The introduction of alternative business structures (ABSs) will greatly speed up merger activity among law firms, a snapshot survey of leading figures in the legal profession has predicted.

However, two-thirds of those questioned believe that solicitors currently lack the management skills to take advantage of the reforms, which are due to begin in 2011 or 2012.

The survey Views from the Top, conducted by professional communications consultancy Spada, found that three-quarters of those polled envisaged greater consolidation, with almost half saying their own firm would benefit from a merger.

A similar figure (43%) also thought external investment would help, but there was less interest in flotation. Almost half said their firms were likely to become legal disciplinary practices next year.

The Spada white paper accompanying the survey revealed that volume firm MTA Solicitors, which is based in Kent and Manchester, is keen to take on external investment to develop a business model that gets it closer to consumers and cuts out referral fees.

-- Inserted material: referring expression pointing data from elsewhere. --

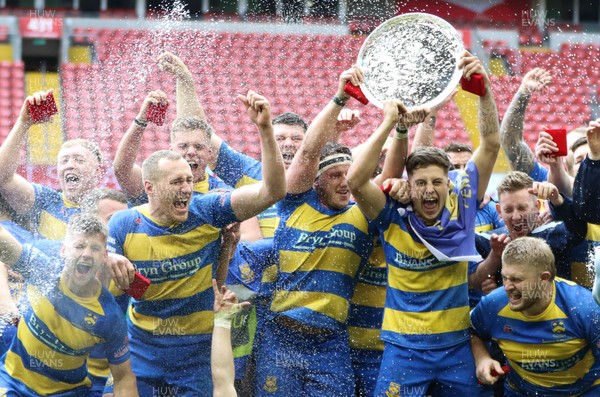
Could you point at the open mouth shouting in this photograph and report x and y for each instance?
(83, 268)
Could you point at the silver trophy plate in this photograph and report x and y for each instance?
(412, 57)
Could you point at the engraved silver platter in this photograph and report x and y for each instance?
(411, 57)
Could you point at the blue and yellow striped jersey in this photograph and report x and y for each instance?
(555, 353)
(209, 183)
(58, 330)
(367, 304)
(320, 253)
(427, 303)
(237, 170)
(51, 212)
(180, 261)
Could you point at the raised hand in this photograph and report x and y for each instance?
(535, 80)
(258, 108)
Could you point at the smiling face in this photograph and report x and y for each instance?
(170, 194)
(84, 256)
(289, 139)
(77, 171)
(429, 191)
(194, 146)
(519, 210)
(332, 187)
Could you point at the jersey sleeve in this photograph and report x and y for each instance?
(237, 169)
(116, 346)
(215, 208)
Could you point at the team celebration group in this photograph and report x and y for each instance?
(320, 270)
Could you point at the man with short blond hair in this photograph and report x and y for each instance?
(552, 350)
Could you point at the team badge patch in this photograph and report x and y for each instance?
(271, 384)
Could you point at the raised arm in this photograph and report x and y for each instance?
(368, 195)
(557, 174)
(10, 248)
(249, 200)
(17, 191)
(489, 130)
(127, 172)
(188, 103)
(511, 130)
(425, 134)
(303, 170)
(221, 355)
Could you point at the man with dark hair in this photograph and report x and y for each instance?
(552, 350)
(427, 248)
(79, 170)
(173, 240)
(322, 241)
(67, 314)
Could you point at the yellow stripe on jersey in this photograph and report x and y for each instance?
(435, 322)
(593, 233)
(51, 358)
(297, 261)
(553, 378)
(331, 305)
(193, 324)
(403, 242)
(182, 288)
(368, 295)
(320, 222)
(98, 367)
(270, 274)
(63, 329)
(141, 247)
(51, 227)
(40, 384)
(553, 313)
(528, 352)
(268, 226)
(435, 280)
(202, 186)
(365, 338)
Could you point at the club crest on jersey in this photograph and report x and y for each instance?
(90, 320)
(558, 327)
(246, 273)
(393, 390)
(271, 384)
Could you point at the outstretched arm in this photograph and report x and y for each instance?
(249, 200)
(10, 248)
(425, 134)
(368, 195)
(511, 130)
(17, 191)
(303, 170)
(221, 356)
(485, 155)
(188, 103)
(129, 174)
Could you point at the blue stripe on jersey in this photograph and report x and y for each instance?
(553, 353)
(176, 307)
(180, 260)
(450, 298)
(365, 316)
(320, 252)
(53, 369)
(52, 212)
(427, 305)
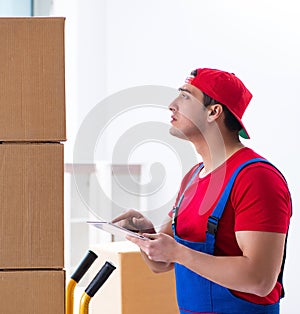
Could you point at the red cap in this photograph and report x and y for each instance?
(223, 87)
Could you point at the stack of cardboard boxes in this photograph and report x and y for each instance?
(32, 127)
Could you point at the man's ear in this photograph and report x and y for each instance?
(214, 112)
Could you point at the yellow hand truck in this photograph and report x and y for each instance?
(92, 288)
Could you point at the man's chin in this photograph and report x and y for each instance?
(177, 133)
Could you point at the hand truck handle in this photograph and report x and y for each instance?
(76, 277)
(94, 286)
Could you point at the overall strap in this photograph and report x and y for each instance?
(176, 208)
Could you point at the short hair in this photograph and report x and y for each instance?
(230, 120)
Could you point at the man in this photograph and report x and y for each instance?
(226, 239)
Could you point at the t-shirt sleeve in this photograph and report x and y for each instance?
(261, 200)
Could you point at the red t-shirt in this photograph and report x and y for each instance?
(259, 201)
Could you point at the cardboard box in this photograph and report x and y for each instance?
(32, 79)
(32, 292)
(132, 288)
(31, 202)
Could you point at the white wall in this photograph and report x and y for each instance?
(116, 44)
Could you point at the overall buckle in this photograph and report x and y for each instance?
(212, 225)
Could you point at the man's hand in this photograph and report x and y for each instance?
(135, 221)
(159, 248)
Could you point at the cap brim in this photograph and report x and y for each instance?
(244, 134)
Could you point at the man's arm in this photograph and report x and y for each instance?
(255, 272)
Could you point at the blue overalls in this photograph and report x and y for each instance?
(196, 294)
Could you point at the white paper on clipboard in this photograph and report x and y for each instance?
(115, 229)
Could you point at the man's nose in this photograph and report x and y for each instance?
(173, 105)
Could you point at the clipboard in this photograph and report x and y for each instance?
(115, 229)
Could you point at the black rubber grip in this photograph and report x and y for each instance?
(99, 279)
(84, 266)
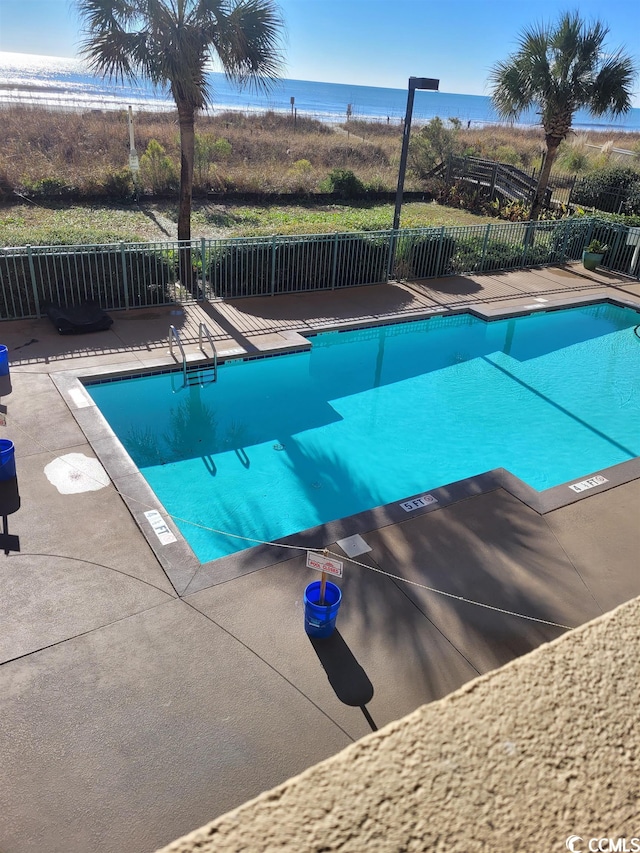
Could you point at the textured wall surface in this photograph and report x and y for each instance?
(519, 759)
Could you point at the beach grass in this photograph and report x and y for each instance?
(64, 176)
(62, 224)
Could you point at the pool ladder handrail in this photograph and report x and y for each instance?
(203, 331)
(174, 334)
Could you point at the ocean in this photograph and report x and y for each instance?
(59, 83)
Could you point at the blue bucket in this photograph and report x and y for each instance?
(320, 619)
(7, 459)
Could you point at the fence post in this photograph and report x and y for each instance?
(484, 245)
(334, 261)
(203, 264)
(621, 232)
(439, 255)
(34, 283)
(274, 241)
(494, 176)
(125, 277)
(589, 232)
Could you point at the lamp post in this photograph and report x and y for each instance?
(414, 83)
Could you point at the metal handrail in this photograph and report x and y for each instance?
(174, 334)
(203, 330)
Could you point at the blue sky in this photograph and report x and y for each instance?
(366, 42)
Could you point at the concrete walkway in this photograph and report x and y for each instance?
(130, 714)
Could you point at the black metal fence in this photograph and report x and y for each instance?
(145, 274)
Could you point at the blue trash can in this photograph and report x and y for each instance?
(320, 619)
(7, 459)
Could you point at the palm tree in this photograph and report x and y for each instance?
(558, 69)
(170, 43)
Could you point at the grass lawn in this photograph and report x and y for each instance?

MTA chief executive David Green said: ‘Private equity investors for us would be for no other reason than expansion. [It] would help us bring in the right people to take us into places where we currently are not, and [increase] marketing.’

Top law firm consultant Alan Hodgart of H4 Partners said: ‘It could be good for some firms to work with an outside shareholder. It would help them clean themselves up before going to AIM and multiple shareholders. Initially, people were talking about private equity, but now people are saying "why not put 25% on AIM?".’

Spada managing director Gavin Ingham Brooke said: ‘In some respects the future has already arrived – Halifax, for instance, provides volume legal services... What is more difficult to predict are the longer-term, fundamental, aggregating forces of the market.